NAT negatives are a precision instrument, not a volume lever. Generate them algorithmically (fast, cheap, reproducible) at 15-25% of your total dataset. Do not scale them proportionally with your positive set. The research evidence is that they help most in data-scarce regimes; their marginal value decreases as positive examples grow, and at high proportions they degrade performance rather than improve it.
What This Means for Your Tool-Calling LoRA
The v5.3 → v5.4 transition is a clean controlled experiment. Same architecture, same eval, same hardware. The only variable was the dataset. The findings translate directly:
Do not augment past your adapter’s capacity. Rank-64 QLoRA on an 8B model has a practical ceiling around 8-12K examples for tool-calling tasks. Beyond that, you are likely introducing noise faster than signal.
NAT negatives require proportion discipline. Target 15-25% of your total dataset. If you are generating them algorithmically and scaling them with your positive pool, you will overcorrect.
Safety improvements and capability improvements can trade against each other in SFT. The vault and irrelevance gains in v5.4 are not free — they came at the cost of bash, store, dispatch, and error_recovery. If you need both, you need two separate optimization objectives: SFT for the capability foundation, DPO for the safety boundary. Trying to encode both signals in a single SFT dataset creates exactly this tradeoff.
Measure per-category, every run. Aggregate tool accuracy hides the distribution of wins and losses. Run your eval suite broken down by category after every checkpoint.
Takeaways
- v5.4 trained on 45,853 augmented examples vs v5.3’s 7K. The model got safer — vault breach rate dropped from 20% to 6.7%, a meaningful result for an 8B weight-only deployment — but core tool-calling capability regressed across bash, store, dispatch, and error_recovery. The extra data hurt more than it helped.
- NAT contrastive negatives shifted the decision boundary toward caution across all categories, not just the target ones. The model learned “when in doubt, don’t call a tool” as a generalized prior.
- 45K examples is 4-5x beyond the empirical sweet spot for rank-64 QLoRA on 8B models. Quality filtering and calibrated composition outperform volume.
- Multi-tool chains remain at 6.7% — identical across v5.2, v5.3, and v5.4. SFT cannot teach sequence planning. v5.5 will introduce DPO preference pairs to address this.

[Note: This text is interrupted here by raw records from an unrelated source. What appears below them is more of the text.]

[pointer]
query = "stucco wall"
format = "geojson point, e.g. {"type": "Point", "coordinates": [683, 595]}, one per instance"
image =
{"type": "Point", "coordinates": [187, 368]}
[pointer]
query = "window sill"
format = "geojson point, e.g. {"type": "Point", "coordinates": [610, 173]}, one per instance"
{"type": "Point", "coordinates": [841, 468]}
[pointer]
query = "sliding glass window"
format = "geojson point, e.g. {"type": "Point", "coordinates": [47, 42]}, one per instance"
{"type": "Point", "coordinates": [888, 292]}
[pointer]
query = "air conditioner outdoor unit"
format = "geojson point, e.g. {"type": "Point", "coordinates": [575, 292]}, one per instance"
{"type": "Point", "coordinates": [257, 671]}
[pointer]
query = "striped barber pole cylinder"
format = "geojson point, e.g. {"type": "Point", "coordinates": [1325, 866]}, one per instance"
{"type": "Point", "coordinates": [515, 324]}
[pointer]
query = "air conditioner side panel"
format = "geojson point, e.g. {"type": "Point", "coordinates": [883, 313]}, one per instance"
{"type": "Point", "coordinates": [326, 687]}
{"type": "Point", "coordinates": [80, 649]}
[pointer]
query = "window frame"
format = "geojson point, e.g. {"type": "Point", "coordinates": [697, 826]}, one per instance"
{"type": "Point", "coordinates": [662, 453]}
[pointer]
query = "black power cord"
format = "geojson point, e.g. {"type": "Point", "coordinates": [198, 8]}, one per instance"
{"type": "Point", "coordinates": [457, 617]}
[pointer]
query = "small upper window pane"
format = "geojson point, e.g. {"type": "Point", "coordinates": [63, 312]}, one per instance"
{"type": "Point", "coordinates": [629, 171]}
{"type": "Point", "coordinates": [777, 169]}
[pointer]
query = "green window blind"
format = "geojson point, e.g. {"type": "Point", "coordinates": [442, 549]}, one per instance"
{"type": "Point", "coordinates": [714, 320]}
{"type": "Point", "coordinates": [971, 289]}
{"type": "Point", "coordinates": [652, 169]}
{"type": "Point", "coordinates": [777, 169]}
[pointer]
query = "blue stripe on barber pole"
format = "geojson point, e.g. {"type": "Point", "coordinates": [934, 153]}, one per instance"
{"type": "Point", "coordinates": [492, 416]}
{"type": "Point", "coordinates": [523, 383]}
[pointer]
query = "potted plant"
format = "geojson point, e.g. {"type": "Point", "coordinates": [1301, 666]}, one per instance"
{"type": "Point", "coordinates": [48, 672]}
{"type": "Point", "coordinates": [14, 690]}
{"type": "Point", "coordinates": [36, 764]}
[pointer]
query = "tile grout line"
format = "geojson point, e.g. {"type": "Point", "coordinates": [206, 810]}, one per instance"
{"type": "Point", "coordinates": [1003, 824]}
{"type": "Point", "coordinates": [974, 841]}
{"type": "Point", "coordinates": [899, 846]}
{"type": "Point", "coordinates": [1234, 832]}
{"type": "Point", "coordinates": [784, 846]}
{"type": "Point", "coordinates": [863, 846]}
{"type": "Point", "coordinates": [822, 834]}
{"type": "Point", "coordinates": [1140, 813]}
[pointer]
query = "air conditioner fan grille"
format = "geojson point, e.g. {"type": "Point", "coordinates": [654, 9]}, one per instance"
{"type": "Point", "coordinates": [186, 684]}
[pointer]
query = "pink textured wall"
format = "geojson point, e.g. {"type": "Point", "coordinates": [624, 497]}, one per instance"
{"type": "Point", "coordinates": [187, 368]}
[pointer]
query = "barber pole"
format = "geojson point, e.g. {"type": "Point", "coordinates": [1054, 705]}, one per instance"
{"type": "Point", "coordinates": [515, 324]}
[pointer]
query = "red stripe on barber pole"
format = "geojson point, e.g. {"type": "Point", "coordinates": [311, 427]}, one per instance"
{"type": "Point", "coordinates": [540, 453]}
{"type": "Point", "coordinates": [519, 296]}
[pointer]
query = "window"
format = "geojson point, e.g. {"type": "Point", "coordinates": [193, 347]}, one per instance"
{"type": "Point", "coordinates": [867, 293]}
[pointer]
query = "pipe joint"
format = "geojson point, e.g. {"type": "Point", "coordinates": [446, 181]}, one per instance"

- v5.5 target: 12-15K curated examples at calibrated ratios (55-65% positive, 15-25% NAT, 15-25% irrelevance), DPO pass for multi-tool chains and irrelevance hardening, replay of v5.3 high-quality examples to prevent forgetting.
The full Agent Core standard — training data, eval set, adapter weights, and this empirical record — will be published on HuggingFace after v5.5 reaches production quality. The adapter targets any Ollama deployment running Qwen3-8B.